MGB and MGB GT Mk III
Introduction of the Mk III versions of the MGB and MGB GT were modest and focused mainly on the interior with a new instrument panel and center console with revised armrests. Emissions controls continued to choke performance and rated horsepower fell again to 78.5 hp at 5500 rpm and 94 ft/lbs of torque at 3000 rpm. New bumper guards were added and the grille was revised again but the basic car remained unchanged as the car entered its second decade of production.
MGB Mk IV
The MGB GT was dropped from production with the release of the Mk IV edition of the now ubiquitous “B”, which was struggling to meet increasingly stringent safety and pollution standards enacted by overzealous Federal regulators. These cars are easy to spot from a distance as they acquired grotesque flat black polyurethane extensions to the front and rear ends of the car and what they detracted from the car’s appearance they added in weight (an additional 70 pounds).
Under the hood, the 1798-cc engine exchanged its dual SU carburetors in favor of a single Zenith-Stromberg and made do with a lower 8.0:1 compression ratio. Both revisions impacted performance negatively with the engine producing just 62.5 hp at 5500 rpm and 86 ft/lbs of torque at 2500 rpm. New gear ratios were also installed not to improve performance, but to extract better fuel economy from what was becoming a much heavier car. To add insult to injury, to comply with US requirements for bumper and headlight height, MG simply increased the overall ride height of the car by packing the front suspension an additional inch and raising the rear springs.
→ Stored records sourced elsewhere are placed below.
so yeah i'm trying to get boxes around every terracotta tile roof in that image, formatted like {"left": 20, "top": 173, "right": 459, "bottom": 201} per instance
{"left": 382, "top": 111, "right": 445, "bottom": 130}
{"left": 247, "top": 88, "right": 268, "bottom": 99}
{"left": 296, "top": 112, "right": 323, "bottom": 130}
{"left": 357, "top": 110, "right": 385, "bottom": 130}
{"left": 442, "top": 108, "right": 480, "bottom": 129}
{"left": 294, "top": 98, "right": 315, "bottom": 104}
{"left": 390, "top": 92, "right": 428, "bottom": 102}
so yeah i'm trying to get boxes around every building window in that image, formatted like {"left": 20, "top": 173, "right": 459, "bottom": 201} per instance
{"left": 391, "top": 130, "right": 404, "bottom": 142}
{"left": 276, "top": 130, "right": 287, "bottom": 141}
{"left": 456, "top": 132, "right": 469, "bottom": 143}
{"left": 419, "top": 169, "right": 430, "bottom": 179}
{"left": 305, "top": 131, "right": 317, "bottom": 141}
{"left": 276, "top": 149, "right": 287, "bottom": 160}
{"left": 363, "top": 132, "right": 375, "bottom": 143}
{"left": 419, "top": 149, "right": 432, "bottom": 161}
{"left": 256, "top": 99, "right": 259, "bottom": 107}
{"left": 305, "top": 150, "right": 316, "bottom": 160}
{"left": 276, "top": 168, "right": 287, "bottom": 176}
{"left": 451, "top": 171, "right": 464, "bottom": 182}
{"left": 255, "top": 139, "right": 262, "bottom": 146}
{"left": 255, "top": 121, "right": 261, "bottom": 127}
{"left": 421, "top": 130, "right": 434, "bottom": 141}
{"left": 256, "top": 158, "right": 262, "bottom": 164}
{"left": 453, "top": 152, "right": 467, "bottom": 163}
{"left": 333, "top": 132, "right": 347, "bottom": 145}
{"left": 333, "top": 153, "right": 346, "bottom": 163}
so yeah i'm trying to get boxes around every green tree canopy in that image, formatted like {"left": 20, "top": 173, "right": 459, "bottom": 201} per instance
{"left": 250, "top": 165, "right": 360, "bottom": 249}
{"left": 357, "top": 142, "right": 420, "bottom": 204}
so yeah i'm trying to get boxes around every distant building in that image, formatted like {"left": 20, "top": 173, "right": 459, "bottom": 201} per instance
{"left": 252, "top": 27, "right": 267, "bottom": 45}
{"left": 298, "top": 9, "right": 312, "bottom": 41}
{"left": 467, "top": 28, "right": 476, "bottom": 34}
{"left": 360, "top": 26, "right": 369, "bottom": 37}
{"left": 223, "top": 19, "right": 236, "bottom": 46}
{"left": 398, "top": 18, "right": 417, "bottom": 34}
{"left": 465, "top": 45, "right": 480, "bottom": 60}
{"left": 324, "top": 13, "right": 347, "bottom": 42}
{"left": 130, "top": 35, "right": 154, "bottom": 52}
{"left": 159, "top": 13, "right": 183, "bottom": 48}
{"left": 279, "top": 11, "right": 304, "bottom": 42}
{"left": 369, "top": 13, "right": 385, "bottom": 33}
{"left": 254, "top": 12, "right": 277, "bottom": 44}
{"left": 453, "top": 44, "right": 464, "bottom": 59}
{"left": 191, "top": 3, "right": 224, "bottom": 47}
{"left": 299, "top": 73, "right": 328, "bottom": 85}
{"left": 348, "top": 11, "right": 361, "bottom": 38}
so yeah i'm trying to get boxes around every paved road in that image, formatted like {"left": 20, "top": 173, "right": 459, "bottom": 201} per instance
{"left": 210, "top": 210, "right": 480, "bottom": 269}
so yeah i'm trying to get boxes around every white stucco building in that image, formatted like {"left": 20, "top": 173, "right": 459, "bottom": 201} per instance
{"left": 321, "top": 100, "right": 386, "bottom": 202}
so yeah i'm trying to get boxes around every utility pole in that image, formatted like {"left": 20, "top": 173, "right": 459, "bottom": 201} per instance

Obviously, this affected both the car’s center of gravity and suspension geometry such that the once sterling handling of the beloved “B” became increasingly porcine. Rather than introduce modifications and upgrades that would allow the MGB to remain competitive in the market, MG (by then part of British Leyland) allowed the car to die on the vine by finding the most economical fix to meeting new safety and pollution standards instead of implementing solid design and engineering solutions for best effect. As such, the last MGB was completed on October 22, 1980 and with it so had an era.